Lightning Network: The second layer protocol on a blockchain like Bitcoin that solves scalability issue enabling users to make fast and small cryptocurrency transactions.

Remember the times when we used to have pen friends? It took us days and months to write a letter, go to the post office to send it, and then wait for the answer. Now we have internet, instant messengers and email. Well, blockchain technology went through a pretty similar way of speed improvement within the last decade.

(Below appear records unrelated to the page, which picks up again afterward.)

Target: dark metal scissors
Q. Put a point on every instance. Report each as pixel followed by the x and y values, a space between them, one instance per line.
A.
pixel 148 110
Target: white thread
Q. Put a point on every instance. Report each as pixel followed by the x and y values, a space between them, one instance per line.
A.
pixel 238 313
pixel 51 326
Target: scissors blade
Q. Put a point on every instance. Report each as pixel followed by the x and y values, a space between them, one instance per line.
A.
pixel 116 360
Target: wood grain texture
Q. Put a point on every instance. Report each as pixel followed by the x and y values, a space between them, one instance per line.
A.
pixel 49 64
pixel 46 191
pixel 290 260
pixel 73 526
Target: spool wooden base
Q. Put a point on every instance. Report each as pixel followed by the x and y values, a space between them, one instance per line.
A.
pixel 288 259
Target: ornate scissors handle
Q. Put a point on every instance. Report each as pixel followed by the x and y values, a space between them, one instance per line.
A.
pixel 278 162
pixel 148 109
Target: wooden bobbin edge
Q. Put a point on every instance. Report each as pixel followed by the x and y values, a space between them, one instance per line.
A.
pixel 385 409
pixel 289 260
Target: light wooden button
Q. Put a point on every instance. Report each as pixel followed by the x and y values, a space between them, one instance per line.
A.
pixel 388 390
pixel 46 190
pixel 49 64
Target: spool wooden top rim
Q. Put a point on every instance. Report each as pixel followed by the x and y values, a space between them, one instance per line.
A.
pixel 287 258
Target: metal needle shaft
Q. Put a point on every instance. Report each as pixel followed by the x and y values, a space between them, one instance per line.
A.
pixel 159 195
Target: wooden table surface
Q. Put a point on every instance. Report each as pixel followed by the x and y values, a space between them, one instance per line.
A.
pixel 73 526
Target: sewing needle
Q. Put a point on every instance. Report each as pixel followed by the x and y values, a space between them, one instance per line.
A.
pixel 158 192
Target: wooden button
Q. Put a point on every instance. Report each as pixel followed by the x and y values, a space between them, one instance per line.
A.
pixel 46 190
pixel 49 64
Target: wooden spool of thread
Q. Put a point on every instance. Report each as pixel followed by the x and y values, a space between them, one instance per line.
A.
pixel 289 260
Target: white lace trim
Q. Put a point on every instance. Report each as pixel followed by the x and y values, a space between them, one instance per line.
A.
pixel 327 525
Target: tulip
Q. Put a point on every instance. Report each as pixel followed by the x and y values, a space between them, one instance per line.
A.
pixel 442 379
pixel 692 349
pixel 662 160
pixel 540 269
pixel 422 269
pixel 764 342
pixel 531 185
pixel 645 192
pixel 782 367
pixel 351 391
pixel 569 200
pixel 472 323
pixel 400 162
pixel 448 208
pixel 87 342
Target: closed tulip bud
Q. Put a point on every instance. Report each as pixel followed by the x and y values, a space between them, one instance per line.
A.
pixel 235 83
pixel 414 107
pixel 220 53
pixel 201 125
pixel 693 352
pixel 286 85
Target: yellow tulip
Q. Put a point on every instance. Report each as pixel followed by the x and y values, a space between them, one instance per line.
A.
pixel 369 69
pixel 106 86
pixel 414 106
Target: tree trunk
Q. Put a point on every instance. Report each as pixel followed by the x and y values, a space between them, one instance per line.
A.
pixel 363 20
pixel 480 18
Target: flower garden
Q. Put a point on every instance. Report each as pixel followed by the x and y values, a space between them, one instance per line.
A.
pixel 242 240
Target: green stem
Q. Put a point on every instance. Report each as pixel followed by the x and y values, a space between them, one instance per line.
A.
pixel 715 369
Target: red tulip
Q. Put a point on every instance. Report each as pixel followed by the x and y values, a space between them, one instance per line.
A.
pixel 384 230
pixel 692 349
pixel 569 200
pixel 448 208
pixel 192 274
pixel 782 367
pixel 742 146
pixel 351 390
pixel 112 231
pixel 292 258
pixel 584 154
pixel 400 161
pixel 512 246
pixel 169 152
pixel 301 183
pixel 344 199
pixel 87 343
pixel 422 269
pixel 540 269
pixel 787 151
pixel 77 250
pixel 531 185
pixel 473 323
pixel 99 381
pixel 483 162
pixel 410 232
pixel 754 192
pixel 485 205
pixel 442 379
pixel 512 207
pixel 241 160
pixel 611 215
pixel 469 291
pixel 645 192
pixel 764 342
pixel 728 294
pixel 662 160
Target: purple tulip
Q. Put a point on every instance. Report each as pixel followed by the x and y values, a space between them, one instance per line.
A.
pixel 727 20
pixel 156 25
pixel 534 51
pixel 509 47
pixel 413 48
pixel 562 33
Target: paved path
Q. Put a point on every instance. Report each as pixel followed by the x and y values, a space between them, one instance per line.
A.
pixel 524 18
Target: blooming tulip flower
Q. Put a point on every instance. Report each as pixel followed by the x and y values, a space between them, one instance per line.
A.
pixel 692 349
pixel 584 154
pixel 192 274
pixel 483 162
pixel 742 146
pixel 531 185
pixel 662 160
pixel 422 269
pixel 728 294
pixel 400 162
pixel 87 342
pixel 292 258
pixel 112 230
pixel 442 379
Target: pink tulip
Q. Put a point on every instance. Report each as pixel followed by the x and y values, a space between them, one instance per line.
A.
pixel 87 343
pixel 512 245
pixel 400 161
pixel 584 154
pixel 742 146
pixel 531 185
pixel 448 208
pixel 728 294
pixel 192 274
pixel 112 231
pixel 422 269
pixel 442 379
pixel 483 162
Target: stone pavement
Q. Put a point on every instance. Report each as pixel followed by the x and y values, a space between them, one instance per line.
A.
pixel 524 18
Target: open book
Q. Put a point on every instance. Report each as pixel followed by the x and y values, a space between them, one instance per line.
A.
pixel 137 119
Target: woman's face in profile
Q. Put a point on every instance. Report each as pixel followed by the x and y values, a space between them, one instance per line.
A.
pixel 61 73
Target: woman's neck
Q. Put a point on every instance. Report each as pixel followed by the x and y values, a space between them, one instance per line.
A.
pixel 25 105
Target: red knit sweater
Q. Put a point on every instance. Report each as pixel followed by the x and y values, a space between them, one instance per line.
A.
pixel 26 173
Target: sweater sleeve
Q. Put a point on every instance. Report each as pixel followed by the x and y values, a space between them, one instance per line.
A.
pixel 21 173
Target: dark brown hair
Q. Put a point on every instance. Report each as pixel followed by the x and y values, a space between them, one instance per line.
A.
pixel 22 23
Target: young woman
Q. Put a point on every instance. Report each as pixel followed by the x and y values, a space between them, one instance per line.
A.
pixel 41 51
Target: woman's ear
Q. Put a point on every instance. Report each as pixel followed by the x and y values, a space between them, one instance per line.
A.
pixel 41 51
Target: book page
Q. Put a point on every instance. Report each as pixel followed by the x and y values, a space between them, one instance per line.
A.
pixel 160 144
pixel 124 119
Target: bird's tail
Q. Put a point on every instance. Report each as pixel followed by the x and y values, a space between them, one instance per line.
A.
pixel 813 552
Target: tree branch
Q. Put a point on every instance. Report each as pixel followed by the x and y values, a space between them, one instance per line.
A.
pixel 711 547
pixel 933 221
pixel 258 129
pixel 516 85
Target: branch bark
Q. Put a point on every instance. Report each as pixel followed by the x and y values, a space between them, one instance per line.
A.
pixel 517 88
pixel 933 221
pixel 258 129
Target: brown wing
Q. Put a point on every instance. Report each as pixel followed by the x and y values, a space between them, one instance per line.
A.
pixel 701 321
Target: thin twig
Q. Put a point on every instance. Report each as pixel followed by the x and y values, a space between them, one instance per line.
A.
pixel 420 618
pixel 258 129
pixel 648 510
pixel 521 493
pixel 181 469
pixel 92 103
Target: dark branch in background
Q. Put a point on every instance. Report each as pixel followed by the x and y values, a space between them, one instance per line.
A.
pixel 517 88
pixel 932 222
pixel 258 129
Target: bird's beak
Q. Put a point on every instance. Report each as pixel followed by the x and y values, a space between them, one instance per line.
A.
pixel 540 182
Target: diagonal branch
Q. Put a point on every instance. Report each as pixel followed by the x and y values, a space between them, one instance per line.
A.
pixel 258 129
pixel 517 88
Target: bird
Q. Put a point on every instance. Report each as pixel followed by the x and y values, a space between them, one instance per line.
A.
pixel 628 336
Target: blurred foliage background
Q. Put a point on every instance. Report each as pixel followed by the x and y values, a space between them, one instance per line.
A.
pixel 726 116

When Bitcoin was introduced by Satoshi Nakamoto as a decentralized peer-to-peer digital currency, it certainly was a huge technological breakthrough, but it had its flaws. The first blockchain networks were extremely slow. Bitcoin has only been capable of processing around 7 Transactions Per Second. For you to compare, Visa’s system handles around 24,000 TPS, and the BTCMEX matching engine delivers up to 100,000 TPS today.

Throughout several years the crypto community’s been searching for different solutions to improve the transactions’ speed, until 2015, when Joseph Poon and Thaddeus Dryja published a draft of the Lightning white paper. Their idea was to take the transactions off the blockchain… and it worked!

Lightning Network is a second layer technology, that supports the Bitcoin blockchain, but is not a part of it directly. The Lightning Network adds another layer to Bitcoin’s blockchain and enables users to create micropayment channels between any two parties on that extra layer.

Taking the transactions away from the main blockchain, the Lightning Network not only soles the scaling problem but also takes away the transaction fees. Will we finally be able to buy a cup of coffee for Bitcoin without paying any transaction fees? It seems that Lightning technology is the key!

Two peers need to set up a channel on the Lightning Network and create a Multi-Signature wallet with their private keys. Then they both deposit a certain amount of Bitcoin. From now on, they can perform unlimited transactions between one another. Technically peers are not sending the money, they redistributing the balance, and the payment data is updated in the network. The actual distribution of funds happens when the channel gets closed. The algorithm uses the most recently signed balance sheet to determine who gets what. The parties can shift funds without even informing the main blockchain.

Moreover, Lightning allows transactions between two different blockchains – a way to swap crypto tokens without using cryptocurrency exchanges! Imagine, Bitcoin to Etherium and back in seconds!

As for now, there’s no software for casual users to enjoy the Lightning benefits. Multiple tests were conducted by Blockstream, Lightning Labs and ACINQ, and proved the efficiency of the technology. Nevertheless, the developers of Lightning are still encouraging users to use the Bitcoin Testnet to try it out, and not send any real money yet.

The crypto community is anticipating the official launch of the Lightning Network, and for good reasons: instant micropayments, increased anonymity, almost non-existent fees!